Seanad debates

Wednesday, 16 April 2003

Companies (Auditing and Accounting) Bill 2003: Second Stage.

 

10:30 am

Photo of Michael AhernMichael Ahern (Cork East, Fianna Fail)

I thank Senators for their contributions to this debate in which many interesting points have been raised, of which I will address as many as possible in the time remaining to me. First, I wish to stress that the purpose of the Bill is to promote a culture of corporate compliance in Ireland. I wish to reassure Senators Coughlan and Leyden in relation to their concerns about impositions on businesses, particularly small businesses, by making it clear there is no question of seeking to impose rules, regulations and conditions, the purpose of which serves simply to penalise commercial enterprises. I also wish to make it clear that it is neither my intention, nor the purpose of the Bill, to impose unduly onerous requirements on auditing and accounting practitioners. Above all, the Bill strives to achieve a balance between the need for a climate of minimal State interference with commercial enterprise, at one end of the spectrum and, at the opposite end, the view that all conceivable aspects of commercial operations should be legislated for in detail.

The implementation of many of the requirements that will flow from the present legislation is a matter of good practice and in many instances a restatement or refinement of obligations that are already in existence. Therefore, the effect of the new legislation should not be such as to induce trauma and panic either in commercial enterprises or among the practitioners who are being addressed in the Bill. Most of all, it will introduce a climate of certainty in the commercial sphere.

I agree with the sentiments expressed by Senators Coghlan and O'Toole regarding the move from self-regulation to supervised regulation and on how the balance reflected in the Bill was achieved. Senator McDowell also supported the structure and I am satisfied that the balance is right. However, the authority must have the power to intervene as per sections 23 and 24.

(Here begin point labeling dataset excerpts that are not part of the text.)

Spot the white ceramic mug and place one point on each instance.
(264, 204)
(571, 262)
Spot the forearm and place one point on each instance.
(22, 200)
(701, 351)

Senators Coghlan, Leyden, O'Toole and McDowell raised points regarding the constitution of the board of directors. It is intended that the board of directors of the supervisory authority will consist of a maximum of 12 directors, in addition to the chief executive officer who will be an ex officio director. The 12 directors will be made up of two persons, nominated by agreement among the prescribed accountancy bodies; two nominated by the Minister and one nominee of each of the bodies set out in paragraph(c)(ii), which are the designated bodies. The provision in section 11 restricts to two the directors appointed by the Minister who can be members of prescribed accountancy bodies. Owing to the fact that there is no restriction as to the profession of the chief executive, the directors could consist of a total of three members of prescribed bodies. These numbers, including the maximum specified in relation to members of prescribed accountancy bodies, can be altered by means of a regulation under section 46 of the Bill.